Dr. Richard Cunningham, MD of Vail Summit Orthopedics in Vail, Colorado, explains how he repairs a broken meniscus.
The meniscus is a cushion of cartilage, which rests between the bones of the knee and acts as a shock absorber. Tears of the meniscus are often repaired arthroscopically.
Patients may tear their medial (inside the knee) or lateral (outside the knee) meniscus. The medium tears of the meniscus are much more common than the lateral tears of the meniscus.
Symptoms of a torn meniscus
Patients often experience well-localized pain, burst, or capture. Squats usually increase pain. There is often minimal swelling present.
Unlike bone or muscle, meniscal tissue has a very poor blood supply. As such, it has a very low healing potential. Most patients will tear along the thin, inner edge of the meniscus where there is no blood supply. These tears can not be repaired. Instead, Dr. Cunningham removes only the broken portion of the meniscus and retains most of the healthy and functional portion of the meniscus as much as possible.
In a typical tear of the meniscus requiring arthroscopy, 10-15% of the meniscus has to be removed. If a patient has minimal arthritis (wear of the cartilage coating on the end of the femur and / or tibia), then the patient can expect a great result. If there is a meniscus tear and arthritis, then the result is usually inversely related to the severity of arthritis (ie, the worse the arthritis is, the less optimal the result). There is no need for crutches or an orthopedic device after an arthroscopic meniscectomy.

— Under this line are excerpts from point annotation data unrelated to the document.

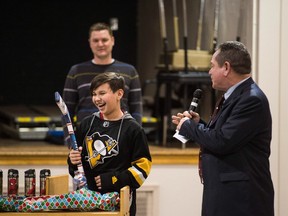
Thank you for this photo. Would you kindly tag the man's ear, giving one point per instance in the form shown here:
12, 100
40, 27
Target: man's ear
120, 93
227, 68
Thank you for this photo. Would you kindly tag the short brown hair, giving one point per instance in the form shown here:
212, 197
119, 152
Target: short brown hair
236, 54
99, 27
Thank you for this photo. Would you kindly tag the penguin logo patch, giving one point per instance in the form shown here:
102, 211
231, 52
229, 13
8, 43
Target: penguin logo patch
99, 148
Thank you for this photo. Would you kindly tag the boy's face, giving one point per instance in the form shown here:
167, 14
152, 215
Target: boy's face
106, 101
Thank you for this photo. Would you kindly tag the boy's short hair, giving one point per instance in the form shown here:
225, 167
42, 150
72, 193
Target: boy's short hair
99, 27
115, 81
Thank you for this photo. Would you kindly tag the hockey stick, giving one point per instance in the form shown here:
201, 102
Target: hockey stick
79, 177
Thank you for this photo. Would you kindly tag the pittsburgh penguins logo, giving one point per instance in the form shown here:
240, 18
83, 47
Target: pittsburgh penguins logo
100, 147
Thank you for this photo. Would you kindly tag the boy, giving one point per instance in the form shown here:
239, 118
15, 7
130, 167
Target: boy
112, 146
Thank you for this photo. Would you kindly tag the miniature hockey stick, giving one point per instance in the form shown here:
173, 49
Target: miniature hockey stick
79, 177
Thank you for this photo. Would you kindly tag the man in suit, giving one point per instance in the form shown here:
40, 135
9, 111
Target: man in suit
235, 144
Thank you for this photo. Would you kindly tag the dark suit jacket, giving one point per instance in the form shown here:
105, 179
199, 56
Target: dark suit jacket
235, 159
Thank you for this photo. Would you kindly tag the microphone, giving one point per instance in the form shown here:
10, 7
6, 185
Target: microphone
193, 106
196, 98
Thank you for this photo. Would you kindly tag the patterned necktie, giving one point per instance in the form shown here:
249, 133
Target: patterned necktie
217, 108
215, 112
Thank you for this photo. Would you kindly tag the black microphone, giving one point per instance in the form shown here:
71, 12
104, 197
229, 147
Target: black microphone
196, 98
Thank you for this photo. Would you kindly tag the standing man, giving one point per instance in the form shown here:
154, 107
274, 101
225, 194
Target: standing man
76, 92
235, 144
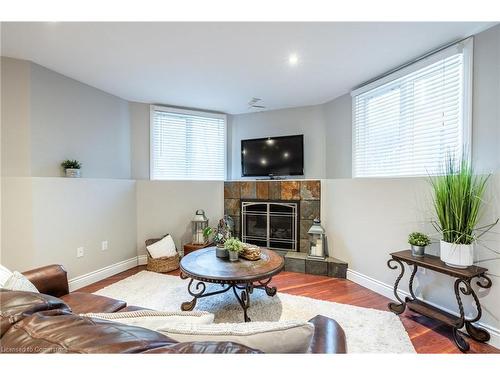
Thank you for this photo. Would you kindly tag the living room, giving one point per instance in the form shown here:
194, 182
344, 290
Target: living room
247, 180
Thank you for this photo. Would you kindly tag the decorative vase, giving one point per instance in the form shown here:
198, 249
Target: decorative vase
233, 256
220, 252
457, 255
417, 251
73, 173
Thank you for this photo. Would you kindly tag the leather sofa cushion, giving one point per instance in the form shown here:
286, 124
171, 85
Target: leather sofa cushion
83, 303
204, 347
57, 331
16, 305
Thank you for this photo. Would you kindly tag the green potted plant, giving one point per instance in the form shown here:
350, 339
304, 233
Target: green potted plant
71, 168
220, 235
234, 247
418, 242
458, 201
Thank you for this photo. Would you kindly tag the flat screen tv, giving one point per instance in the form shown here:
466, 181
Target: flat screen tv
273, 156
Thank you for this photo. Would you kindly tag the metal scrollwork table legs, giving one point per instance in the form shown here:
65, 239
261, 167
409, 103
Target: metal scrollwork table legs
242, 292
462, 286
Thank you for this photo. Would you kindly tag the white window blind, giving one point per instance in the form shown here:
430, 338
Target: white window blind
187, 145
407, 123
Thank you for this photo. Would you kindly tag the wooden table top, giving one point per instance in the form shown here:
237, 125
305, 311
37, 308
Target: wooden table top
204, 265
434, 263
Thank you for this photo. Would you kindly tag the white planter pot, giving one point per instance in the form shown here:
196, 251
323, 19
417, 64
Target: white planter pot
459, 256
74, 173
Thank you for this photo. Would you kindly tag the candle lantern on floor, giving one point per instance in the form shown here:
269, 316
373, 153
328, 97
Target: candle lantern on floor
199, 223
316, 240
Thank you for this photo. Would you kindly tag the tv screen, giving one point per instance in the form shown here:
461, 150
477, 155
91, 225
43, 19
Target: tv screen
273, 156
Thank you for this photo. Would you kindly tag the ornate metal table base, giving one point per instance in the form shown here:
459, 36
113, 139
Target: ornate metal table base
242, 292
462, 286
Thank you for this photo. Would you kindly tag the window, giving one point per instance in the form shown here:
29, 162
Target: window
187, 145
406, 123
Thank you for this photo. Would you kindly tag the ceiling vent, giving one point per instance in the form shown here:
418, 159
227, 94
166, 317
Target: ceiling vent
254, 104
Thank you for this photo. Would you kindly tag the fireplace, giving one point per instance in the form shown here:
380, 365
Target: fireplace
271, 224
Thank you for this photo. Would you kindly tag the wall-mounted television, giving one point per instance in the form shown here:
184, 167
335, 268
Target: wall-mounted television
273, 156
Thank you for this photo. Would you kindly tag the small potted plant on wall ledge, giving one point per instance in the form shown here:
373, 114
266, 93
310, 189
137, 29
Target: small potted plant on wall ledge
418, 242
458, 201
234, 248
71, 168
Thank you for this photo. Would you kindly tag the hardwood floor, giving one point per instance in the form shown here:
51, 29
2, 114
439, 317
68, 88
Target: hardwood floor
427, 335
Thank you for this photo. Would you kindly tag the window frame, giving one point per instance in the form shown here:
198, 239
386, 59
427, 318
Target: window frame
466, 47
181, 111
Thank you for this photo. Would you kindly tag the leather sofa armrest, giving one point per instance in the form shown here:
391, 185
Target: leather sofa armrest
51, 280
329, 337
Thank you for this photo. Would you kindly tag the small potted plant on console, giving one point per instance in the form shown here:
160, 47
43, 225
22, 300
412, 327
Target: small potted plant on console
418, 242
234, 248
72, 168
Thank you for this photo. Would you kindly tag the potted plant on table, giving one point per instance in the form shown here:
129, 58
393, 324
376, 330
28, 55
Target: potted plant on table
234, 247
458, 201
418, 242
71, 168
220, 235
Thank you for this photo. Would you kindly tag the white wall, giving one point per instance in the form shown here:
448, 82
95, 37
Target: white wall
47, 219
367, 219
302, 120
71, 120
169, 206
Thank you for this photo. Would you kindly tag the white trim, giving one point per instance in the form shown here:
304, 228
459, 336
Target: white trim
100, 274
142, 260
451, 50
387, 291
221, 116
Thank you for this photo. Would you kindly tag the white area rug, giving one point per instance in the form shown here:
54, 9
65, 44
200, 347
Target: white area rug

Arthroscopic Meniscal Repair
If the meniscus tissue breaks in the peripheral 3 mm (where there is blood supply), the meniscus can be repaired and preserved. Repairing the meniscus is always Dr. Cunningham's preference.
The so-called "bucket mango tears", where the meniscus tears longitudinally along the outer edge and then gets into the center of the knee like a cube handle, are the tears Dr. Cunningham commonly repairs.
The alternative to repairing these tears from the hub handle is to remove 50% or more of the meniscus. The removal of this amount of meniscus, which is the "shock absorber" cartilage, is known to predispose the knee to early arthritis.
The gold standard for meniscus repair is to pass the sutures "from the inside out." While viewed through the arthroscope, the sutures are precisely passed through the meniscus and are attached to the knee joint capsule. There are new "all-in" meniscal repair devices where the sutures do not have to pass through a small incision outside the knee. Dr. Cunningham uses all these internal devices for smaller tears or hard-to-reach tears.
Recovery and Rehabilitation
Rehabilitation after meniscal repair is more complicated than after arthroscopic meniscectomy. For a repair, the patient is kept on a knee brace with the knee locked straight whenever walking for 6-8 weeks, depending on the size of the tear.
However, immediately after surgery, we recommend that you unlock the clamp or remove it when you sit down and start a soft knee of movement exercises. After 6-8 weeks, the device is discontinued, but squatting is not allowed for up to 12 weeks, as this places high cut-off stresses on the repaired meniscus, and we want to be sure that it has been given the opportunity of healing.
Unfortunately, not all meniscus repairs heal despite our best efforts. This is again due to the poor blood supply and the compromised curative potential of the meniscus. We do not perform MRI scans to confirm healing, as these are not reliable. Instead, we looked for the symptoms of a meniscus that did not heal, which are very similar to the symptoms patients had before surgery (capture, blockage, pain well located above the meniscus).